Resources
Authors & Affiliations
Carlos Enrique Gutierrez,Jean Lienard,Benoît Girard,Hidetoshi Urakubo,Yuko Ishiwaka,Kenji Doya
Abstract
The basal ganglia (BG) play a crucial role in action-selection and reinforcement learning (RL), but how multiple nuclei, transmitters and receptors realize computations for reward-based learning is still unclear.
We built a topologically organized spiking BG model. Striatal medium spiny neurons (MSN) were classified based on the expression of dopamine D1 and D2 receptors. We implemented spike-timing dependent plasticity and structural parameters: i) the asymmetry of connections between MSN’s; and ii) the overlap between direct and indirect pathways.
In action-selection simulations, we assumed two functional channels representing competitive sensory inputs and actions. We activated two neighboring ensembles of cortical neurons and observed the responses on two adjacent MSN ensembles and downstream nuclei.
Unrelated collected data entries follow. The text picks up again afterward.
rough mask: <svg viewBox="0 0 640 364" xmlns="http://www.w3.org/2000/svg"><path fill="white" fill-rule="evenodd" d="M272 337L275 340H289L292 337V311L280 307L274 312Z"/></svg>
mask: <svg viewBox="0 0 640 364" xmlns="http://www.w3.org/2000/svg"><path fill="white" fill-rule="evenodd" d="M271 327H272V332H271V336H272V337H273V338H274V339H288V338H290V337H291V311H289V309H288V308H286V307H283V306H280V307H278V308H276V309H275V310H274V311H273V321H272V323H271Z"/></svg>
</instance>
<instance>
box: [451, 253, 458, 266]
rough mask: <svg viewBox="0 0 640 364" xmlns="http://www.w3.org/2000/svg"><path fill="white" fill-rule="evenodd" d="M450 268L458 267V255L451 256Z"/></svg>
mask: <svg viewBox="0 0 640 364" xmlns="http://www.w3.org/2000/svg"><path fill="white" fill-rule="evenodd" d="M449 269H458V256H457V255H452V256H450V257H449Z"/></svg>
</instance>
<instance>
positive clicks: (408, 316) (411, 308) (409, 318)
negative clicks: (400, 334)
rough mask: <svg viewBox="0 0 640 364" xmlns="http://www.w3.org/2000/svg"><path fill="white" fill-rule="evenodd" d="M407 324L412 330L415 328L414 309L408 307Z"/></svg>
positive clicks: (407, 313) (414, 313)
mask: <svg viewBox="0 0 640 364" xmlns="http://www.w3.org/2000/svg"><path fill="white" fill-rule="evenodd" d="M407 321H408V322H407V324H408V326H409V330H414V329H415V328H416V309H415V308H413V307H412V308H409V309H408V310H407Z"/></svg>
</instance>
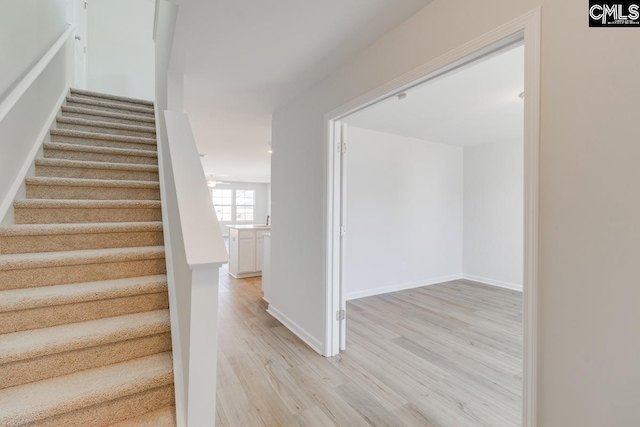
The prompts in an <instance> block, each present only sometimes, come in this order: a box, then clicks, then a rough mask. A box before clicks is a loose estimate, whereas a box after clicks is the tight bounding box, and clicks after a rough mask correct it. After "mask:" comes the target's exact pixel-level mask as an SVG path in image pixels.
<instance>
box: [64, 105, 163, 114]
mask: <svg viewBox="0 0 640 427" xmlns="http://www.w3.org/2000/svg"><path fill="white" fill-rule="evenodd" d="M67 106H69V107H76V108H84V109H87V110H93V111H107V112H109V113H118V114H131V115H136V116H142V117H153V112H149V113H146V112H142V111H131V110H127V109H126V108H112V107H103V106H98V105H89V104H83V103H80V102H73V101H67Z"/></svg>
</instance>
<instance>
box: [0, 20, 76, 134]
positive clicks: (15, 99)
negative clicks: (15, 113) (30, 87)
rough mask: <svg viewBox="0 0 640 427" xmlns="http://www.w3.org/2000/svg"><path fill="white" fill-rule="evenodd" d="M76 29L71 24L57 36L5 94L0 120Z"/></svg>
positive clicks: (13, 106) (35, 79)
mask: <svg viewBox="0 0 640 427" xmlns="http://www.w3.org/2000/svg"><path fill="white" fill-rule="evenodd" d="M75 29H76V26H75V25H71V26H70V27H69V28H67V30H66V31H65V32H64V33H63V34H62V35H61V36H60V38H58V40H57V41H56V42H55V43H54V44H53V46H51V48H50V49H49V50H48V51H47V53H45V54H44V56H43V57H42V58H40V60H39V61H38V63H37V64H36V65H34V67H33V68H32V69H31V71H29V72H28V73H27V75H26V76H24V77H23V78H22V80H20V83H18V84H17V85H16V87H14V88H13V90H12V91H11V92H10V93H9V95H7V97H6V98H5V99H4V100H3V101H2V103H0V122H1V121H3V120H4V118H5V117H6V116H7V114H9V111H11V109H12V108H13V107H14V106H15V105H16V104H17V102H18V101H19V100H20V98H22V95H24V93H25V92H26V91H27V89H29V88H30V87H31V85H32V84H33V82H34V81H36V79H37V78H38V77H39V76H40V74H42V72H43V71H44V69H45V68H47V65H49V62H51V60H52V59H53V57H54V56H56V54H57V53H58V51H59V50H60V48H61V47H62V46H63V45H64V44H65V42H66V41H67V38H68V37H69V36H70V35H71V33H73V31H74V30H75Z"/></svg>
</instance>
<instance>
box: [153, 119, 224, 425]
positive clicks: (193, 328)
mask: <svg viewBox="0 0 640 427" xmlns="http://www.w3.org/2000/svg"><path fill="white" fill-rule="evenodd" d="M157 117H158V119H159V120H158V121H157V123H158V124H157V126H158V127H159V132H158V160H159V166H160V185H161V191H162V203H163V206H162V211H163V222H164V227H165V249H166V253H167V276H168V280H169V298H170V309H171V318H172V335H174V337H173V344H174V349H173V354H174V358H176V360H175V361H174V372H175V375H176V378H175V384H176V416H177V423H178V426H189V427H198V426H207V427H208V426H213V425H214V424H215V418H216V409H215V403H216V364H217V323H218V319H217V318H218V274H219V269H220V267H221V266H222V265H224V264H226V263H227V262H228V254H227V250H226V247H225V244H224V240H223V238H222V233H221V231H220V227H219V225H218V219H217V216H216V213H215V210H214V207H213V203H212V200H211V197H210V193H209V189H208V186H207V183H206V178H205V175H204V171H203V168H202V164H201V161H200V156H199V154H198V150H197V147H196V143H195V139H194V137H193V133H192V131H191V125H190V123H189V118H188V116H187V115H186V114H184V113H180V112H174V111H164V115H160V114H158V115H157ZM162 127H164V129H163V128H162ZM165 130H166V132H164V131H165ZM176 347H178V348H176Z"/></svg>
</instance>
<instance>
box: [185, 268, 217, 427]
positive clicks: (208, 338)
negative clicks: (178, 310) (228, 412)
mask: <svg viewBox="0 0 640 427" xmlns="http://www.w3.org/2000/svg"><path fill="white" fill-rule="evenodd" d="M218 272H219V267H192V270H191V274H192V277H191V336H190V352H189V392H188V399H189V407H188V413H187V420H188V425H189V427H200V426H202V427H211V426H213V424H211V421H215V419H216V367H217V340H218Z"/></svg>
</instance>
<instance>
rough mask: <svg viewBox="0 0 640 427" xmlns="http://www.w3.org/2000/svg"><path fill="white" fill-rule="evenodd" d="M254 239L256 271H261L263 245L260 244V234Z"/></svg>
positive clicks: (262, 256) (260, 238) (260, 243)
mask: <svg viewBox="0 0 640 427" xmlns="http://www.w3.org/2000/svg"><path fill="white" fill-rule="evenodd" d="M258 234H259V236H257V237H256V270H258V271H262V260H263V259H264V255H263V253H264V244H263V243H262V241H263V237H262V233H258Z"/></svg>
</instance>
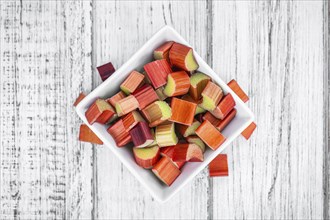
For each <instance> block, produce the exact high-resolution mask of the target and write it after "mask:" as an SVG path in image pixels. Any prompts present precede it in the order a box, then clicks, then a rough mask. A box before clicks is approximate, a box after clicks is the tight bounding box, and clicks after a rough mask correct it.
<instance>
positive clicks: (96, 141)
mask: <svg viewBox="0 0 330 220" xmlns="http://www.w3.org/2000/svg"><path fill="white" fill-rule="evenodd" d="M79 141H84V142H89V143H92V144H103V142H102V141H101V140H100V138H99V137H98V136H96V134H95V133H94V132H93V131H92V130H91V129H90V128H89V127H88V126H87V125H86V124H82V125H80V130H79Z"/></svg>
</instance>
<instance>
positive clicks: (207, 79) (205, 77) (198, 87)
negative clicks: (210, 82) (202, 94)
mask: <svg viewBox="0 0 330 220" xmlns="http://www.w3.org/2000/svg"><path fill="white" fill-rule="evenodd" d="M210 80H211V78H210V77H209V76H208V75H205V74H204V73H200V72H197V73H195V74H193V75H192V76H191V77H190V89H189V94H190V96H191V97H192V98H193V99H194V100H199V99H200V98H201V97H202V92H203V90H204V89H205V87H206V85H207V84H208V82H209V81H210Z"/></svg>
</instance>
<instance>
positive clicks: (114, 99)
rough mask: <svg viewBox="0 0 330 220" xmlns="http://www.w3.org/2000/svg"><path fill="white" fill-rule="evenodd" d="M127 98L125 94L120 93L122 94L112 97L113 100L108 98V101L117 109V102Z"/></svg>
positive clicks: (112, 105)
mask: <svg viewBox="0 0 330 220" xmlns="http://www.w3.org/2000/svg"><path fill="white" fill-rule="evenodd" d="M125 97H126V95H125V93H123V92H122V91H120V92H118V93H116V94H115V95H114V96H112V97H111V98H108V99H107V100H106V101H107V102H109V103H110V104H111V105H112V106H113V107H116V104H117V102H118V101H119V100H122V99H123V98H125Z"/></svg>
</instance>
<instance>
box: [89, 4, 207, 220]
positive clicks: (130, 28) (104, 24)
mask: <svg viewBox="0 0 330 220" xmlns="http://www.w3.org/2000/svg"><path fill="white" fill-rule="evenodd" d="M94 7H95V9H94V10H95V11H94V14H95V20H94V43H95V49H94V50H93V52H94V53H95V56H96V65H101V64H103V63H105V62H107V61H109V60H111V61H112V62H113V63H114V65H115V66H117V67H119V66H120V65H122V64H123V63H124V62H126V60H128V58H129V57H130V56H131V55H132V54H133V53H135V51H137V50H138V49H139V48H140V47H141V46H142V45H143V44H144V43H145V42H146V41H147V40H148V39H149V38H150V37H151V36H152V34H153V33H154V32H156V31H157V30H158V29H160V28H161V27H162V26H163V25H165V24H169V25H172V26H173V27H174V28H175V29H176V30H178V31H179V32H180V33H182V35H183V37H185V38H186V39H187V40H188V41H189V42H190V43H191V44H192V45H193V46H194V47H195V48H196V50H197V51H198V52H199V53H200V54H201V55H202V56H203V57H204V58H205V57H206V52H207V41H206V39H207V34H208V32H207V29H206V27H207V23H206V21H207V20H206V17H207V13H206V3H205V2H201V1H197V2H194V3H192V2H179V1H173V2H163V3H162V2H159V1H139V2H132V1H130V2H112V1H111V2H106V3H105V2H97V1H96V2H95V6H94ZM99 15H102V16H99ZM96 171H97V194H96V196H97V210H98V211H97V215H96V216H95V217H96V218H100V219H111V218H112V219H118V218H124V219H131V218H146V219H154V218H163V219H192V218H195V219H205V218H206V217H207V189H208V181H207V178H206V174H205V172H203V173H202V174H200V175H199V176H198V177H197V178H196V179H195V180H194V181H193V182H192V183H191V184H189V185H188V186H186V187H185V188H184V189H183V190H182V191H181V192H180V193H179V194H178V195H177V196H175V197H174V198H173V199H172V200H170V201H169V202H168V203H165V204H159V203H158V202H156V201H154V200H153V199H152V198H151V196H150V194H149V193H148V192H146V191H145V189H144V188H143V186H141V185H140V183H139V182H138V181H137V180H136V179H135V178H134V177H133V176H132V175H131V174H130V173H129V171H127V170H126V168H125V167H123V165H122V164H121V163H120V162H119V161H118V160H117V159H116V158H115V156H114V155H112V154H111V152H110V151H109V150H108V149H107V148H102V149H98V150H97V168H96ZM128 207H129V208H128Z"/></svg>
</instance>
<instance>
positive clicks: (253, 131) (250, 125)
mask: <svg viewBox="0 0 330 220" xmlns="http://www.w3.org/2000/svg"><path fill="white" fill-rule="evenodd" d="M256 127H257V125H256V123H254V122H252V123H251V124H250V125H249V126H248V127H247V128H245V130H244V131H243V132H242V133H241V135H242V136H243V137H244V138H245V139H246V140H249V139H250V137H251V135H252V133H253V132H254V130H255V129H256Z"/></svg>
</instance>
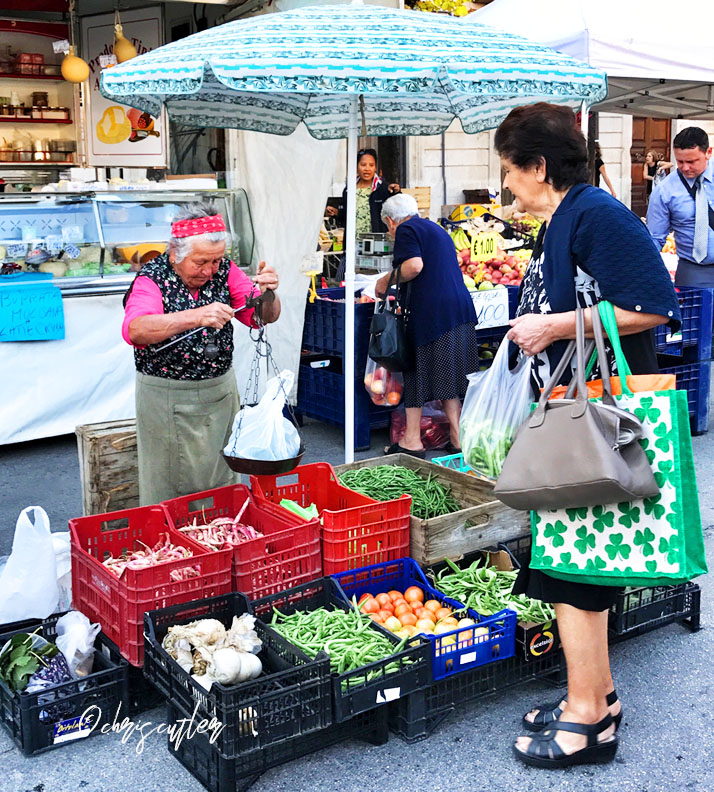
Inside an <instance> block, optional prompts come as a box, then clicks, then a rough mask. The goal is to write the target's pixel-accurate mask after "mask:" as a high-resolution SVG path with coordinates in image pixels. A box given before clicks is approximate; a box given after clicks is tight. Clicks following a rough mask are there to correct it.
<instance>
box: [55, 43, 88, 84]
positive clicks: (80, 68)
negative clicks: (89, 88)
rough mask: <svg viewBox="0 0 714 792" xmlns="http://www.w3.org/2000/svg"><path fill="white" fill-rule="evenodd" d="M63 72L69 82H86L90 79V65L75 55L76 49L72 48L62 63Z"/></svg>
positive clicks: (63, 74)
mask: <svg viewBox="0 0 714 792" xmlns="http://www.w3.org/2000/svg"><path fill="white" fill-rule="evenodd" d="M61 72H62V76H63V77H64V78H65V80H67V82H84V81H85V80H86V79H87V77H89V65H88V64H87V63H86V62H85V61H83V60H82V59H81V58H78V57H77V56H76V55H75V54H74V47H70V48H69V52H68V53H67V55H65V57H64V60H63V61H62V67H61Z"/></svg>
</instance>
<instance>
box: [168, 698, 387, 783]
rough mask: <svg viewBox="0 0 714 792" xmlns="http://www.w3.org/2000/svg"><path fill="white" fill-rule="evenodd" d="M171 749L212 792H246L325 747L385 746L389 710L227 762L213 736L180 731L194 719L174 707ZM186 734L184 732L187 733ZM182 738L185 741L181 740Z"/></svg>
mask: <svg viewBox="0 0 714 792" xmlns="http://www.w3.org/2000/svg"><path fill="white" fill-rule="evenodd" d="M167 715H168V718H167V725H168V726H169V729H171V728H172V727H175V729H174V731H173V733H172V732H169V738H168V747H169V753H171V754H172V755H173V756H174V757H175V758H176V759H178V761H179V762H180V763H181V764H182V765H183V766H184V767H185V768H186V770H188V772H189V773H191V775H192V776H193V777H194V778H195V779H196V780H197V781H198V782H199V783H200V784H203V786H204V787H205V788H206V789H208V790H209V792H244V790H247V789H248V788H249V787H250V786H251V785H252V784H254V783H255V782H256V781H257V780H258V778H259V777H260V775H261V774H262V773H264V772H265V771H266V770H268V769H269V768H271V767H277V766H279V765H283V764H287V763H288V762H291V761H292V760H294V759H299V758H300V757H301V756H306V755H308V754H311V753H315V752H316V751H320V750H322V749H323V748H328V747H329V746H332V745H336V744H338V743H340V742H344V741H345V740H352V739H358V740H363V741H366V742H369V743H371V744H372V745H383V744H384V743H386V742H387V741H388V739H389V730H388V724H387V708H386V707H382V708H381V709H379V710H376V711H374V710H373V711H371V712H364V713H362V714H360V715H356V716H355V717H354V718H351V719H350V720H347V721H344V722H343V723H335V724H333V725H332V726H330V727H329V728H327V729H322V730H320V731H316V732H312V733H310V734H306V735H302V736H300V737H295V738H294V739H291V740H284V741H283V742H280V743H276V744H274V745H270V746H268V747H267V748H265V749H264V750H262V751H260V752H258V753H253V754H251V755H250V756H248V757H239V758H237V759H227V758H225V757H223V756H221V754H220V752H219V751H217V750H216V746H215V745H212V744H211V742H210V734H202V733H200V732H198V733H196V734H195V735H193V734H192V736H191V739H186V738H185V734H184V735H181V733H180V732H179V730H180V729H181V726H182V725H183V724H180V723H179V721H185V719H190V718H191V713H188V712H185V711H183V710H181V708H180V707H177V706H176V705H175V704H172V703H169V705H168V713H167ZM184 731H185V730H184ZM181 736H183V739H179V738H180V737H181Z"/></svg>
In RL simulations, we investigated transient increase and decreases of dopamine in a generalization-discrimination task. In generalization-learning (classical conditioning), upon the selection of the preferred channel, reward was delivered as dopamine burst, causing the potentiation of connections to MSN-D1. After several episodes, tests showed the preferred channel selection across both stimuli.
In discrimination-learning, the previously learned action-selection upon a non-preferred channel triggered reward omission as dopamine dip, causing the potentiation of cortical synapses to MSN-D2. After several episodes, the prediction was refined, producing the corresponding channel selection for each stimulus.
Our simulation results show that discrimination learning, converges faster for higher values of ii). This suggest that overlapping pathways may provide learning advantages, which support the idea of a functional cooperation between direct and indirect pathways. This was possible given a high asymmetry i), with sparse connections from MSN-D1 to MSN-D2.
Based on our results, we hypothesize that lateral inhibition from MSN-D2 to other MSN’s increases during dopamine dips, and this modulation is crucial for discrimination learning convergence.
In addition, we demonstrate that this model simulation can scales to the size of macaque BG, using the Fugaku supercomputer.